From snowstorms on the most difficult section of the Maroon Bells traverse to nearly driving “Beast” off of Lake Como Road, Hobbs endured the extreme ends of the human body’s physical, mental, and emotional spectrum. Jones’ parting warning on a five-minute phone call a few days before the record attempt came rushing back more than once.
“It’s going to be really miserable, and you’re going to go to some dark places,” Jones had advised. Hamilton had also cautioned Hobbs, saying, “This is like suffering at a level that humans should not encounter.”
Hobbs discovered they both were correct.
“It was extreme suffering, to a point of being like mentally twisted.”

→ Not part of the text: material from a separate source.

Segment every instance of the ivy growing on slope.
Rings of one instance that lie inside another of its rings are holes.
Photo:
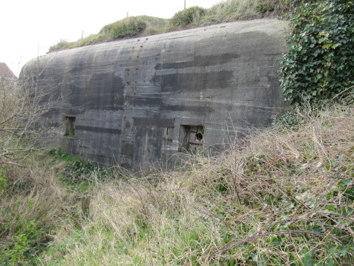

“The hardest part is really convincing yourself to keep going,” Jones explains. “If you’re doing it solo, you don’t have a team, you don’t have anyone encouraging or helping you. You have to wake up every four hours and just be like, ‘Yep, this is something I want to keep doing,’ which is insanely hard to do.”
Hobbs says, “It was hard through the whole thing. Every day I thought, ‘Tomorrow will be easier,’ and it never was. Every day was maximum difficulty, all the way through the end.”
He says he had a spiritual epiphany during the record-setting challenge: “God doesn’t owe you anything.” For him, it was discovering “how to be happiest through the hardest times.”
Will he return to try for an even quicker time? “No,” he says with conviction. “It was so hard and miserable, and I suffered so much. Unless someone breaks my record, I have no intention of going back.”
Still, he thanks everyone who supported him along the way. “Everyone sacrificed so much for me to do this. Once I got started, I had to honor the investment everyone else had put into me and just finish.”